I think my husband might be having a psychotic break

Anonymous
Title says it all. He always had a high energy side, but at first I just thought he was fun and exciting.

Over the past year or so, he's become angry and volatile. There are times when he's normal but then something sets him off (usually either something totally mild, or a problem of his own doing) and he becomes angry, blames everyone but himself, is full of rage, illogical, starts talking fast and not making sense, plus he barely sleeps when he's in one of these states. Then, he retreats and shirks all responsibilities he's supposed to have for a few days, only coming out when he feels the urge to scream at everyone for a bit (but then goes back to his retreat). After a period of time (few days, maybe a week) he comes out of his cave calmed down, acts like whatever set him off was someone else's fault but that he's over it, and is normal again.

I think his feelings of grandiosity are borderline delusional. He literally thinks he's smarter than everyone else. He would never seek help because he doesn't think there's anything wrong with him, and it would be a sign of weakness that he just couldn't tolerate. He just blames everyone else.

Strange behavior runs in his family. I can't turn to his family because they all have their own issues too. I'm scared something is really wrong. Sometimes I'm just really terrified for my family.

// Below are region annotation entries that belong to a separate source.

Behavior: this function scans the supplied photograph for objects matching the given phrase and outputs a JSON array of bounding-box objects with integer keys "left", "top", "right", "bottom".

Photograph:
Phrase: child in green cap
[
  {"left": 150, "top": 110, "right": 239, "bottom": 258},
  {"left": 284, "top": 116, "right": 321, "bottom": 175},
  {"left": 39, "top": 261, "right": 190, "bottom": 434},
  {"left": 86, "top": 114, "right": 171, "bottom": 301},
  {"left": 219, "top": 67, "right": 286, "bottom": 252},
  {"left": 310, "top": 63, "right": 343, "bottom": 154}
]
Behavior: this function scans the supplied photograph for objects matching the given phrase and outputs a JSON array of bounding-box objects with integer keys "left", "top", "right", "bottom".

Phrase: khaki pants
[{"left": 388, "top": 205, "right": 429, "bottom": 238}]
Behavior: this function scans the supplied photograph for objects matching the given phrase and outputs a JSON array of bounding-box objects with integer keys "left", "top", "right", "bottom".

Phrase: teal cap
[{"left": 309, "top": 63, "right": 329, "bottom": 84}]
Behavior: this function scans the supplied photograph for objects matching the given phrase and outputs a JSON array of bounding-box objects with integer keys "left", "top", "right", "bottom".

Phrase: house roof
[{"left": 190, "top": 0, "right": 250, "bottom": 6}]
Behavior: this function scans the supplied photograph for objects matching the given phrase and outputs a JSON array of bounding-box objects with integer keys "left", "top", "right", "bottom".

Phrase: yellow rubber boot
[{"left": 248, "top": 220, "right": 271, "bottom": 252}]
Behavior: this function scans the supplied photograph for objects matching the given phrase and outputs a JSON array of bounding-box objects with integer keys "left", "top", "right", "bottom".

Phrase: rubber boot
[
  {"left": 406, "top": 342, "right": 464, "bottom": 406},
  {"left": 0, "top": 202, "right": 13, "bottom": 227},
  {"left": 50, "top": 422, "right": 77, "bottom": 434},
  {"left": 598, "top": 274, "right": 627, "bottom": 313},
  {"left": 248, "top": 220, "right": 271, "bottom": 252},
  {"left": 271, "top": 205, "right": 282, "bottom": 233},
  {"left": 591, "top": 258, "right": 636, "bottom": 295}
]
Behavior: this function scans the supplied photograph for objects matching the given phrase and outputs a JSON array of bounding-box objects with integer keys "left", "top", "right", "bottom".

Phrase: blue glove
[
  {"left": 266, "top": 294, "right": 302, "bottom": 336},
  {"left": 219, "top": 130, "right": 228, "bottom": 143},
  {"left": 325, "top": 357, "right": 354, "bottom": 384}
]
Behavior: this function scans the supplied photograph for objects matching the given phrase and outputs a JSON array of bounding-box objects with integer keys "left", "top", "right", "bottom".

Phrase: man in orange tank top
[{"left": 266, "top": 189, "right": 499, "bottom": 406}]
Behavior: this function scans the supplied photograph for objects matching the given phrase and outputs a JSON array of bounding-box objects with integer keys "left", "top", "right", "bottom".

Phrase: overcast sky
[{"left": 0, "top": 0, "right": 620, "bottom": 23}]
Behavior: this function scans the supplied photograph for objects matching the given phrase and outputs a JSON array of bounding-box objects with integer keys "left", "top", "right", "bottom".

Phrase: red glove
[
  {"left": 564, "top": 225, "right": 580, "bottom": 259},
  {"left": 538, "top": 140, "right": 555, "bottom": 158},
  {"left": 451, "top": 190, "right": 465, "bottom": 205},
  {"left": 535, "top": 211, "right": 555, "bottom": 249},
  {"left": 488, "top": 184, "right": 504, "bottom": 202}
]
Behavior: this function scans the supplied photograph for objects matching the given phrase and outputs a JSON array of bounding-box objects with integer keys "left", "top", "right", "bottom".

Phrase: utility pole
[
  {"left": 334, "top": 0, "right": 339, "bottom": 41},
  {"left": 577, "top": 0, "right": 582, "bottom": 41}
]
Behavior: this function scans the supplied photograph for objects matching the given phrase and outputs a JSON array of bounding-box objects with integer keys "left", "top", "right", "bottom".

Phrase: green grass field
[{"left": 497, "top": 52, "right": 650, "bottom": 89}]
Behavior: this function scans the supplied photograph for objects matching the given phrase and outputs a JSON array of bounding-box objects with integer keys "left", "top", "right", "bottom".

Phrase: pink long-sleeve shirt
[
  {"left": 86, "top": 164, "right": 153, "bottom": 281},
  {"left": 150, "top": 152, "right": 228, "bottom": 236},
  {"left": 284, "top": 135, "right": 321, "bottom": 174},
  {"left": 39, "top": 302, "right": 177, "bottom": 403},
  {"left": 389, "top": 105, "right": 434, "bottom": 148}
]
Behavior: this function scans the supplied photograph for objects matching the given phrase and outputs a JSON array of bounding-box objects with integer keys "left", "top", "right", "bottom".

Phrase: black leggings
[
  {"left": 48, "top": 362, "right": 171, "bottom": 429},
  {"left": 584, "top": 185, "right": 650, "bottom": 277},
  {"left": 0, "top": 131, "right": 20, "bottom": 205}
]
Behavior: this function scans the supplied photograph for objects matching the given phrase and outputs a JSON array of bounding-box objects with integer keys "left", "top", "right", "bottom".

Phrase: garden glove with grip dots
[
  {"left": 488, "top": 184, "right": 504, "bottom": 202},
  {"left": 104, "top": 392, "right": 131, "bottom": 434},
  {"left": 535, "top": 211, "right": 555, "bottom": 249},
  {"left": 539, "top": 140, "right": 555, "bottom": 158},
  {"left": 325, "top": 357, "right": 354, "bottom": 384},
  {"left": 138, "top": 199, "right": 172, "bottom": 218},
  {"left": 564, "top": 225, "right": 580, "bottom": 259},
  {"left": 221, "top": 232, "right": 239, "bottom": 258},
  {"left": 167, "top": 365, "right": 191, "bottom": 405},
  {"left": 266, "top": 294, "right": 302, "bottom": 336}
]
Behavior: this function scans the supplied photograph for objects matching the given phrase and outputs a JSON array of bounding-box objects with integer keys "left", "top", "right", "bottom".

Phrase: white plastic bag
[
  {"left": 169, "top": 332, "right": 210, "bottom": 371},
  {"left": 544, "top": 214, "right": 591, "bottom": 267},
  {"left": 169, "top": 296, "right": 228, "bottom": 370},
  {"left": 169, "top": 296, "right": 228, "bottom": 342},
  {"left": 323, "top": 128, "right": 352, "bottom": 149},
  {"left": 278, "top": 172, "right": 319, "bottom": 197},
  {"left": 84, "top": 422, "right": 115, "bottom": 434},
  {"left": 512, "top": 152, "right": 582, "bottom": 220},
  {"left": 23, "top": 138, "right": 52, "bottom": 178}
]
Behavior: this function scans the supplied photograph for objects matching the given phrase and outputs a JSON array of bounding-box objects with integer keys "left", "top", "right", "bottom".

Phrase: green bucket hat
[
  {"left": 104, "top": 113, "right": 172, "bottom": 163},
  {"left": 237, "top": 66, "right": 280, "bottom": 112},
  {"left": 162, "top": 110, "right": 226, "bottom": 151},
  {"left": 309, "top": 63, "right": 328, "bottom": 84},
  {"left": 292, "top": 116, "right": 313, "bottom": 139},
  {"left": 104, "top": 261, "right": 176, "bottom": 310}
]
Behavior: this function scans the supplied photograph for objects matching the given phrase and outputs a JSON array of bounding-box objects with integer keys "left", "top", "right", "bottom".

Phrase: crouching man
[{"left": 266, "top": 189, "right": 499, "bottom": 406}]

Sometimes I think I can handle by dissociating from him and trying to stay out of his way when he's angry.

Not asking for advice.... I guess I can't tell anyone in real life, so just want to vent on an anonymous board. People think I live a charmed life but have no idea how scary daily life can be for my kids and I. Mental illness is really scary and can seemingly come out of no where.
Anonymous
That sounds exhausting. Each time he retreated, I’d pack up the kids and leave for a few days. I couldn’t be around that and I’d need to send the message that I won’t let my kids be around that.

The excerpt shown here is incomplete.